Closed hannah348 closed 4 months ago
Hello ! Thanks for the catch ! For PaliGemma, the tokenizer should be set with padding side = "right" ! I am pushing an update to force that behaviour and will push updated checkpoints, thanks for the catch ! In practice, as is with a mock image, it just introduces extra noise but should still work !
Does the model require that extra noise? If this was done during training as well the padding tokens might lead to degradation to performance as the model has less tokens available to represent the text, since the attention mask does not exclude the image tokens in colpali_engine/models/paligemma_colbert_architecture.py
line 83
In practice, the tokens corresponding to the input_ids that must be replaced by the image soft tokens, currently gets included in the query - since it is associated with nothing (and never trained cause replaced otherwise), this acts as a learned padding token (but with attention).
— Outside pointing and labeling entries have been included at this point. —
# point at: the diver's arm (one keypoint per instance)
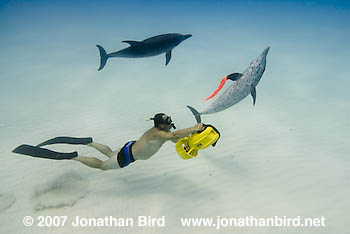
(179, 133)
(175, 140)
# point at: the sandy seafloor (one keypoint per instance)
(286, 156)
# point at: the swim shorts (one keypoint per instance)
(125, 156)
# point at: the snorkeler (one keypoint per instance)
(142, 149)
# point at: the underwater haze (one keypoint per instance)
(287, 156)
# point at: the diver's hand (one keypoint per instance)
(198, 127)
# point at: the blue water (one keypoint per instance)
(298, 131)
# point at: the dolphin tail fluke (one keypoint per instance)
(103, 56)
(196, 114)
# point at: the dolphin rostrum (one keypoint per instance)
(243, 85)
(149, 47)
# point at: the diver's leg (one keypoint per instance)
(104, 149)
(93, 162)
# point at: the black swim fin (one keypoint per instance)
(67, 140)
(38, 152)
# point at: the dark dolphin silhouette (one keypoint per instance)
(149, 47)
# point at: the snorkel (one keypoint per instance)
(158, 119)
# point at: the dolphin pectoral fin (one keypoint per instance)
(196, 114)
(253, 93)
(103, 57)
(234, 76)
(167, 57)
(133, 43)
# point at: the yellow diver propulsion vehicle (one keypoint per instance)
(188, 147)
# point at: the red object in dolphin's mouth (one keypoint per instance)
(222, 82)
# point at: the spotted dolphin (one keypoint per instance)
(149, 47)
(243, 85)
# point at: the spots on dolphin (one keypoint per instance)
(6, 201)
(64, 191)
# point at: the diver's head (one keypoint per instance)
(163, 122)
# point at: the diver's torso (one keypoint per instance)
(146, 146)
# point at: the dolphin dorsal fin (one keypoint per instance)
(233, 76)
(253, 93)
(167, 57)
(133, 43)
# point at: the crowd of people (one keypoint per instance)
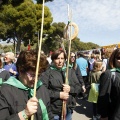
(56, 96)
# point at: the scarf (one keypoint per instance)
(16, 83)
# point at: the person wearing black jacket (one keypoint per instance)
(16, 95)
(54, 80)
(4, 74)
(77, 70)
(108, 103)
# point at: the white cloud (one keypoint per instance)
(89, 15)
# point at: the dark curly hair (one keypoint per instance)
(27, 60)
(56, 53)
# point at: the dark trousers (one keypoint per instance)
(94, 109)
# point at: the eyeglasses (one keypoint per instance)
(31, 75)
(118, 58)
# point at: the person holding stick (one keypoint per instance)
(54, 79)
(16, 95)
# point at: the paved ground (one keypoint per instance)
(83, 110)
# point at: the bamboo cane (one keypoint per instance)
(36, 74)
(63, 117)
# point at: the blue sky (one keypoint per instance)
(98, 20)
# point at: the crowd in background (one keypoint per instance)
(83, 71)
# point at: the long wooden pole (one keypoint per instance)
(63, 117)
(38, 60)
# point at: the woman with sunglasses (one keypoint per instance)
(108, 103)
(9, 64)
(4, 74)
(77, 70)
(54, 80)
(16, 95)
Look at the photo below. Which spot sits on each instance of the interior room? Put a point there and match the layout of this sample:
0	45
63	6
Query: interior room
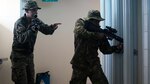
53	53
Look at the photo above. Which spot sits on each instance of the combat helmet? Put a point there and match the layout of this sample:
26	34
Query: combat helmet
94	14
31	5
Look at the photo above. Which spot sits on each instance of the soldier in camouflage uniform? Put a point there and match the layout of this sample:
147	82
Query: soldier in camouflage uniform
85	62
25	33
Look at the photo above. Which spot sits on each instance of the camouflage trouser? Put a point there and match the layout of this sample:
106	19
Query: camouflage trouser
22	68
95	74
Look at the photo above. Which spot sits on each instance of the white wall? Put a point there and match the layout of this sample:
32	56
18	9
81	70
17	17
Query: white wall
52	53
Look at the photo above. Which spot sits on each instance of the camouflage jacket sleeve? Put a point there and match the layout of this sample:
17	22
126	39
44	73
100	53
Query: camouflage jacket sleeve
81	32
105	47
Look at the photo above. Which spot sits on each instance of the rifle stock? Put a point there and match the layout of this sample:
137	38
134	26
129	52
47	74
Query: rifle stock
108	31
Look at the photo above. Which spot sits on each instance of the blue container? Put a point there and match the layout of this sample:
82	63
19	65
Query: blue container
44	77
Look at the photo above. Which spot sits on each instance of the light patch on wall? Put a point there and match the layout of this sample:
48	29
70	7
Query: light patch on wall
10	12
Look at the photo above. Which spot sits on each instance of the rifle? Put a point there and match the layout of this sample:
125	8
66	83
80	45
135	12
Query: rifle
108	31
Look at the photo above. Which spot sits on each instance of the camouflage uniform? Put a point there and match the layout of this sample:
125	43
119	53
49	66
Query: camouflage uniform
85	62
23	45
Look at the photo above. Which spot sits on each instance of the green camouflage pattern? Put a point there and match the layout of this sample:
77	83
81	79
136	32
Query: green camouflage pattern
22	68
94	14
22	49
31	5
85	62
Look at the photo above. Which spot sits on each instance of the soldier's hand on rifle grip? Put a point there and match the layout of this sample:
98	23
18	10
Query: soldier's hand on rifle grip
55	25
100	35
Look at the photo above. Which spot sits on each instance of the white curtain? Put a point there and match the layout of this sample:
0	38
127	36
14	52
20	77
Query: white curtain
124	16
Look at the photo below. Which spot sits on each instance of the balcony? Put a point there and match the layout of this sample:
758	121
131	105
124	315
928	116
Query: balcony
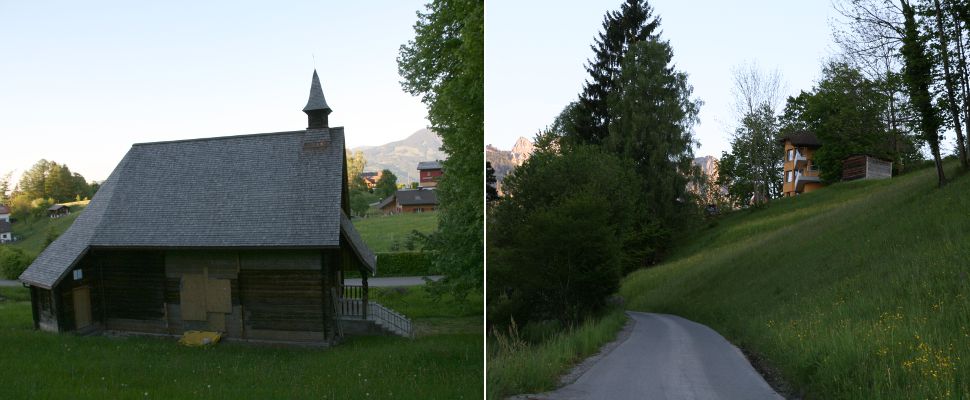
801	179
800	159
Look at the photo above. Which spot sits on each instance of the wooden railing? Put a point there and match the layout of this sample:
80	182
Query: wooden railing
390	318
353	292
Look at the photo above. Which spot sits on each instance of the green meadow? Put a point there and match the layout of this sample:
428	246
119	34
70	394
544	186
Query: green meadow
382	232
856	291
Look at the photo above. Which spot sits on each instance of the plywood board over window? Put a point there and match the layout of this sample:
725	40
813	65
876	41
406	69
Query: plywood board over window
218	296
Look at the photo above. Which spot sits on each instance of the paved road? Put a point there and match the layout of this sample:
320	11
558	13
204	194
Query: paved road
393	281
668	357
It should not hurt performance particularly and might even act as extra "buffer tokens".
I am retraining checkpoints with the fix (since it happens during training as well) which I will release once I push the update, along with the benchmark results !
So everythinh shoild be fixed !
Would be awesome if you can confirm using this new model: https://huggingface.co/vidore/colpali-v1.1
and the code in branch: https://github.com/illuin-tech/colpali/tree/hard-negs
The base model version is fixed, and padding side is set to right, so issue should be fine @hannah348
I was using the
process_queries
method and I realized that the processor uses left padding. As a result thebatch_query["input_ids"] = batch_query["input_ids"][..., processor.image_seq_length :]
does cut of the padding tokens and if there were padding tokens in the sequence the end of the image sequence is the beginning of the query. Is that intentional? If so what is the reasoning behind that?